The LLM code is also slightly wrong, as it isn’t setting a proper width and height, which is a key component of showing a popover correctly. You don’t just anchor it at a point, you anchor it at a rect, and it’ll adjust itself based on content requirements and screen space. But I’ve been trying to convince Xojo of this too, so maybe their code is coming from an LLM?
I built an example for arbitrary positioning of Popovers shortly after their release and added it to the forums as a reply somewhere here, but it’s probably worth uploading again.
This project contains a subclass of DesktopContainer with two additional methods:
Public Sub ShowPopover(parentWindow As DesktopWindow, x As Integer, y As Integer, displaySide As DesktopWindow.DisplaySides = DesktopWindow.DisplaySides.bottom, detachable As Boolean = True, animated As Boolean = True)
and
Public Sub ShowPopover(parentWindow As DesktopWindow, x As Integer, y As Integer, targetWidth As Integer, targetHeight As Integer, displaySide As DesktopWindow.DisplaySides = DesktopWindow.DisplaySides.bottom, detachable As Boolean = True, animated As Boolean = True)
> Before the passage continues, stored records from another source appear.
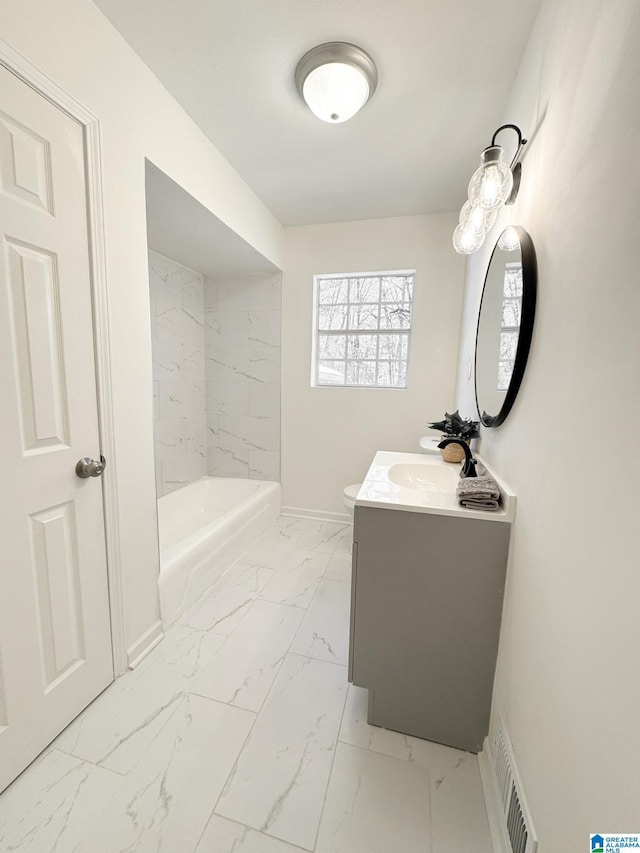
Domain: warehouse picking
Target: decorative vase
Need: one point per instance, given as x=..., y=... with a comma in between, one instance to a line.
x=452, y=452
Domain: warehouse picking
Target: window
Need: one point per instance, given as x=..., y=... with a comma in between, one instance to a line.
x=361, y=329
x=510, y=325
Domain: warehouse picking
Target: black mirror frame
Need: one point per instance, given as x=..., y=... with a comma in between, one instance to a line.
x=529, y=293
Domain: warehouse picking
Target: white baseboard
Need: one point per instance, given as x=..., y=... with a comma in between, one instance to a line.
x=493, y=805
x=147, y=641
x=319, y=514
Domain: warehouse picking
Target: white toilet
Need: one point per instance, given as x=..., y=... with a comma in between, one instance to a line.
x=349, y=496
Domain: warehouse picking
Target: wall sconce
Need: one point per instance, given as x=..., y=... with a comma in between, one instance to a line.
x=492, y=185
x=336, y=80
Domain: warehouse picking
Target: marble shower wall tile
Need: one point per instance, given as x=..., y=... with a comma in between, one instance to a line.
x=178, y=350
x=242, y=331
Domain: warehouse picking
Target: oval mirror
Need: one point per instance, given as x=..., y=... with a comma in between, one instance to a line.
x=505, y=324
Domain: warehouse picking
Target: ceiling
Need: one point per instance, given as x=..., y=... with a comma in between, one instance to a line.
x=445, y=71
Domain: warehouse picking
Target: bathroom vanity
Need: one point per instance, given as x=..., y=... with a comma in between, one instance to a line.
x=427, y=589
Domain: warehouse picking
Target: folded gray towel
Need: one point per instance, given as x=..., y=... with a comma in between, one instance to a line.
x=478, y=493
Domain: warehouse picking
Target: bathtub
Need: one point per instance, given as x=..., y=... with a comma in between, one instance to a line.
x=203, y=528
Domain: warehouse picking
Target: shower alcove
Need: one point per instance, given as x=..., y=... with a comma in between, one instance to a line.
x=215, y=334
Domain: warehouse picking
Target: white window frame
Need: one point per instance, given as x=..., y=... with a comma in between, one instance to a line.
x=316, y=332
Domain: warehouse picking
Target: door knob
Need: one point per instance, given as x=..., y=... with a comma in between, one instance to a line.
x=89, y=467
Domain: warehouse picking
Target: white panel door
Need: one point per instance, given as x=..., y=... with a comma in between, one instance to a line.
x=55, y=644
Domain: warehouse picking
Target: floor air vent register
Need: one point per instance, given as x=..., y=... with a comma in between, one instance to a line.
x=510, y=811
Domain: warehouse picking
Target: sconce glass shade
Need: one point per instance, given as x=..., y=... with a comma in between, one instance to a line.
x=509, y=240
x=475, y=218
x=466, y=240
x=336, y=80
x=492, y=182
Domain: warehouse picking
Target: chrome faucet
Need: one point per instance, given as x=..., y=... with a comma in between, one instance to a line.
x=469, y=465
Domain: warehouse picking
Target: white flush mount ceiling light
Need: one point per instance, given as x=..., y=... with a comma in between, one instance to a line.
x=336, y=80
x=493, y=184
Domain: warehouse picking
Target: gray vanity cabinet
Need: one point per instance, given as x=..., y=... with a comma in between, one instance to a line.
x=425, y=620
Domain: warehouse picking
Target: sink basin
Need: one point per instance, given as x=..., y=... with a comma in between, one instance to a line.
x=430, y=478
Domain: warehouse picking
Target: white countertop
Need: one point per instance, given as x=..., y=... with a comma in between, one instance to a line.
x=379, y=489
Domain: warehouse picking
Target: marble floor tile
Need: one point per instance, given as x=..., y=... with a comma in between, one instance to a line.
x=375, y=804
x=118, y=727
x=311, y=535
x=165, y=803
x=344, y=540
x=296, y=579
x=339, y=567
x=458, y=815
x=244, y=669
x=269, y=550
x=356, y=731
x=279, y=782
x=224, y=606
x=226, y=836
x=324, y=632
x=54, y=803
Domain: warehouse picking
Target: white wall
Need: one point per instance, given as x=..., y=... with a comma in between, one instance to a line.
x=243, y=317
x=329, y=435
x=73, y=43
x=568, y=682
x=179, y=391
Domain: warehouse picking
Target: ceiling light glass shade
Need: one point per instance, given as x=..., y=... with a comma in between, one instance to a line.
x=492, y=182
x=475, y=218
x=508, y=240
x=336, y=80
x=466, y=240
x=335, y=92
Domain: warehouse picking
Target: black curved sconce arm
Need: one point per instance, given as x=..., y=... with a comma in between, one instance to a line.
x=521, y=141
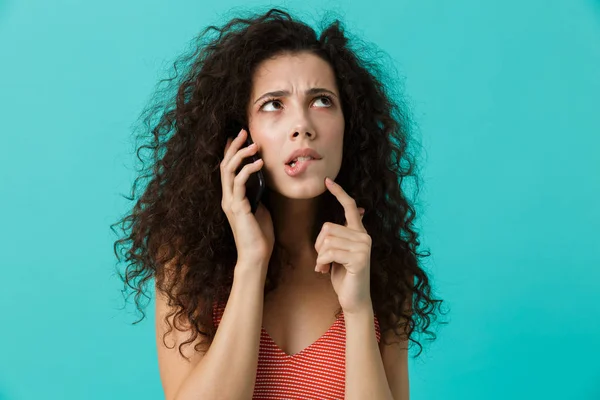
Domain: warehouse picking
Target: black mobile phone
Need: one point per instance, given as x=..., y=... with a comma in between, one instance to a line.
x=255, y=185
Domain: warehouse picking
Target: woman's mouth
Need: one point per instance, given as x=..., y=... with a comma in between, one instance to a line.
x=298, y=166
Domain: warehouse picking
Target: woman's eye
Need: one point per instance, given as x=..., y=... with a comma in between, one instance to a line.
x=270, y=102
x=327, y=101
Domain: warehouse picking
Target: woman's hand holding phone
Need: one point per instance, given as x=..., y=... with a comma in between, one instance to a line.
x=253, y=233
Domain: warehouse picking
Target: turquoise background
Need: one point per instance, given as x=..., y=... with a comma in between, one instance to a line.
x=503, y=95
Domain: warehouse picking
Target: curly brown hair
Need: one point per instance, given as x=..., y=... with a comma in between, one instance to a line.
x=177, y=232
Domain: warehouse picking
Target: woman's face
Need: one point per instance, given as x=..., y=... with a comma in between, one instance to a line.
x=306, y=113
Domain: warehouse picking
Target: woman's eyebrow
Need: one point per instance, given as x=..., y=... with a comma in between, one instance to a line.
x=283, y=93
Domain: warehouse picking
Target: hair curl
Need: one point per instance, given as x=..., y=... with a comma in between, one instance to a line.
x=178, y=220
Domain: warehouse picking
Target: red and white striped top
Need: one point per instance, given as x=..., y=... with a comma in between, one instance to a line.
x=316, y=372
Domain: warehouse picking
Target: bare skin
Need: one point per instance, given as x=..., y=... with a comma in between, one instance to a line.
x=285, y=123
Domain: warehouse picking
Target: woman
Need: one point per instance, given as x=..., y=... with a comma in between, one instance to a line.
x=318, y=293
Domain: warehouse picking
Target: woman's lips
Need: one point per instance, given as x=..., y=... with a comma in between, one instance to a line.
x=298, y=168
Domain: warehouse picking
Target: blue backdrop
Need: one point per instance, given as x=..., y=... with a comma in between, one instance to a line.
x=503, y=95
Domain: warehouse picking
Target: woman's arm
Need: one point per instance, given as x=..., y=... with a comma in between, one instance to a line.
x=228, y=368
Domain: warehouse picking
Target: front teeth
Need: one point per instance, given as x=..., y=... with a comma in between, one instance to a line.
x=300, y=159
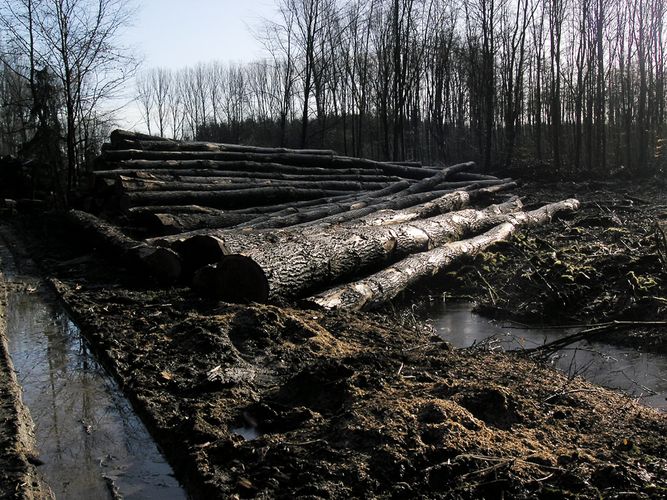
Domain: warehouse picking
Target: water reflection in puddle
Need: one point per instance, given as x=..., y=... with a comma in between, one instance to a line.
x=91, y=442
x=639, y=374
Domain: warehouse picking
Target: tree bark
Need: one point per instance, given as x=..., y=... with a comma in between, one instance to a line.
x=163, y=264
x=238, y=198
x=202, y=176
x=295, y=262
x=213, y=159
x=384, y=285
x=127, y=184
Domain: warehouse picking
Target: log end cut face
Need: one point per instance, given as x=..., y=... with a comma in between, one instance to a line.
x=235, y=278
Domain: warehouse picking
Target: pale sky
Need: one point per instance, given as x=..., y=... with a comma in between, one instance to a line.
x=178, y=33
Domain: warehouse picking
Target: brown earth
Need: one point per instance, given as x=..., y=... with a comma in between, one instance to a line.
x=360, y=406
x=604, y=263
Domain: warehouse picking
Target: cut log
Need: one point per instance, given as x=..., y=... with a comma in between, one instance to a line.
x=199, y=251
x=163, y=264
x=415, y=193
x=235, y=278
x=199, y=160
x=471, y=176
x=441, y=205
x=237, y=176
x=119, y=138
x=127, y=184
x=317, y=213
x=238, y=198
x=209, y=168
x=384, y=285
x=295, y=262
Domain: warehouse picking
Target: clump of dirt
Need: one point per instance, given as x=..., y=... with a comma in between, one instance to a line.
x=261, y=401
x=342, y=406
x=604, y=263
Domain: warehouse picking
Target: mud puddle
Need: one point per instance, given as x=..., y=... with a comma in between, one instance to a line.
x=641, y=375
x=91, y=443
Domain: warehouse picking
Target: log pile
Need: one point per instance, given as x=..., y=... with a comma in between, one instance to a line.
x=269, y=224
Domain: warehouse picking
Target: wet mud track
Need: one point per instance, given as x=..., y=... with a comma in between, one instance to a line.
x=262, y=401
It looks like the LLM Sascha used ripped off one of my methods with some modifications. Guess that’s another thing that annoys me about LLMs is that there’s no attribution, at least.
It will be a very long time before we can blindly adopt code (especially for Xojo).
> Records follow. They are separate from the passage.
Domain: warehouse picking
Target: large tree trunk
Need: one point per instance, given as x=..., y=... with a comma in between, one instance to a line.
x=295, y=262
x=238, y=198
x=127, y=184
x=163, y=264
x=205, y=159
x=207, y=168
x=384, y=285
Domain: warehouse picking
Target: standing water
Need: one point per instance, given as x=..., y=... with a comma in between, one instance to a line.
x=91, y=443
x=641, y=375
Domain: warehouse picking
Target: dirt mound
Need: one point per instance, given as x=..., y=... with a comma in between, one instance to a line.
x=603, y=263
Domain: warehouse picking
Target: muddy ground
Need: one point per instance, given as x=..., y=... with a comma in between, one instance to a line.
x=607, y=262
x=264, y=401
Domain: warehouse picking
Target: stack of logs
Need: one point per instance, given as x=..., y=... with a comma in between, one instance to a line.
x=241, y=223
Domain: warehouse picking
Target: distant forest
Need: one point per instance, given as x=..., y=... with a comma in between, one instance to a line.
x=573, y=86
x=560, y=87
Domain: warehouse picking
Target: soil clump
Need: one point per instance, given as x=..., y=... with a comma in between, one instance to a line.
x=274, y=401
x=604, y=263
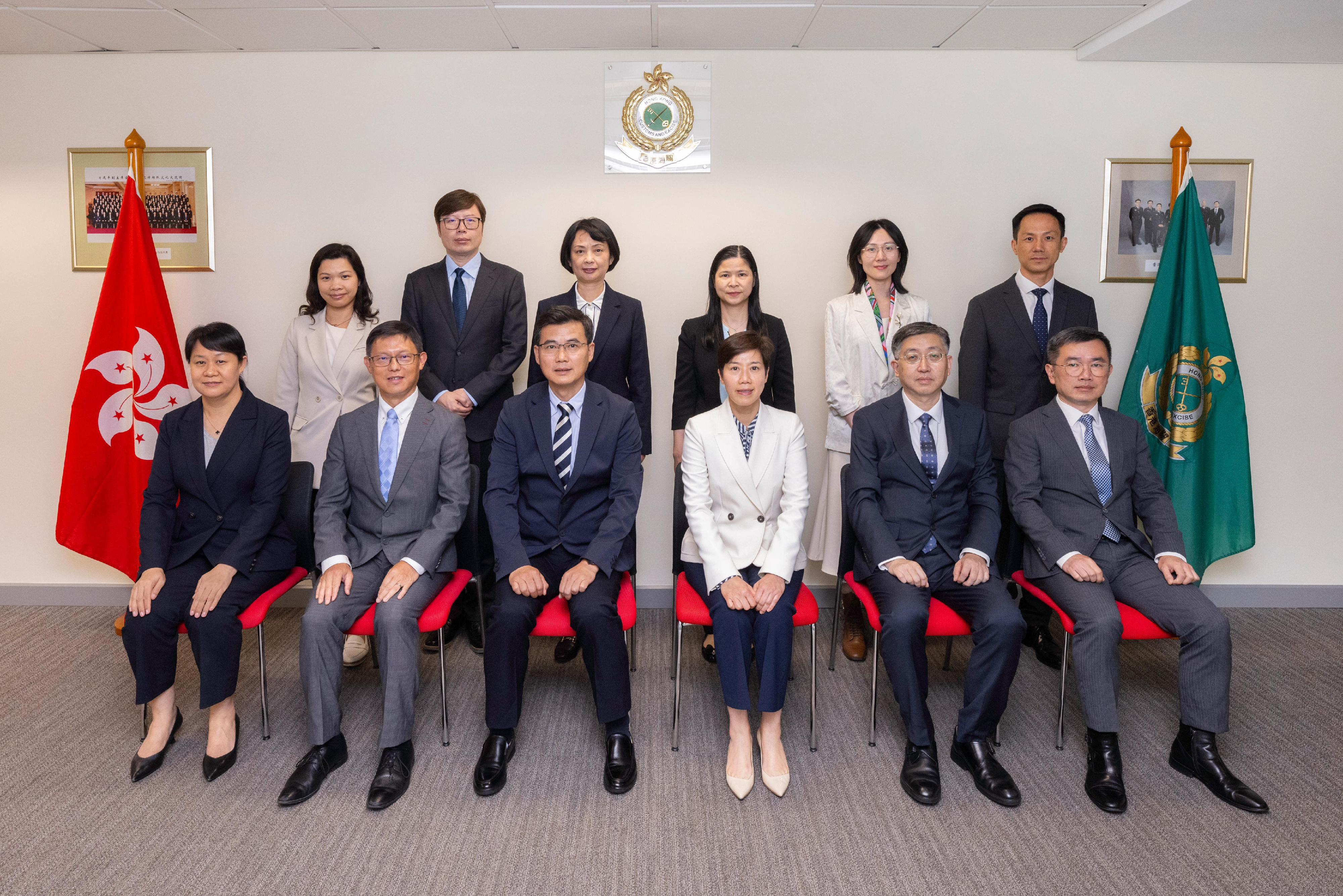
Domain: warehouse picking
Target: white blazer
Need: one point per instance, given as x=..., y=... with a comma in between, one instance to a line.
x=314, y=390
x=745, y=514
x=858, y=373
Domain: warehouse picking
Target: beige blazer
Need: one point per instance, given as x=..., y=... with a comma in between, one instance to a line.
x=745, y=512
x=315, y=391
x=858, y=373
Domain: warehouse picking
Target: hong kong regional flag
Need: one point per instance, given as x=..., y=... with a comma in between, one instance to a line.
x=132, y=375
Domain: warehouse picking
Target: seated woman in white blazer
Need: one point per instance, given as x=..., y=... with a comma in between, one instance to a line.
x=322, y=366
x=745, y=467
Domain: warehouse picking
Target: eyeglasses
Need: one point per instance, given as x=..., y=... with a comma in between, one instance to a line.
x=452, y=224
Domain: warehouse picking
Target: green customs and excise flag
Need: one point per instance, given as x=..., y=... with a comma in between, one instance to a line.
x=1185, y=386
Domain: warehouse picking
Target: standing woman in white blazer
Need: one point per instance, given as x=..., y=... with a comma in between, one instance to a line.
x=859, y=373
x=745, y=468
x=322, y=366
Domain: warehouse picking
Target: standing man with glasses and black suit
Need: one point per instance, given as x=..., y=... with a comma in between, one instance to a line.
x=472, y=314
x=1003, y=370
I examine every generated code as closely as I can. Partly to look for potential problems with my own code, and partly to learn.
He’s not alone in his desire to keep this a human community as much as possible. It’s fine that you want to experiment with AI, but keep in mind that the original poster was looking for answers, not musings on the effectiveness of AI followed by an incomplete solution.
Your analysis on the other thread of whether Claude was better at coding than you are was actually interesting. Perhaps you could continue to update that thread with your further explorations of the subject, instead of spreading it amongst random threads?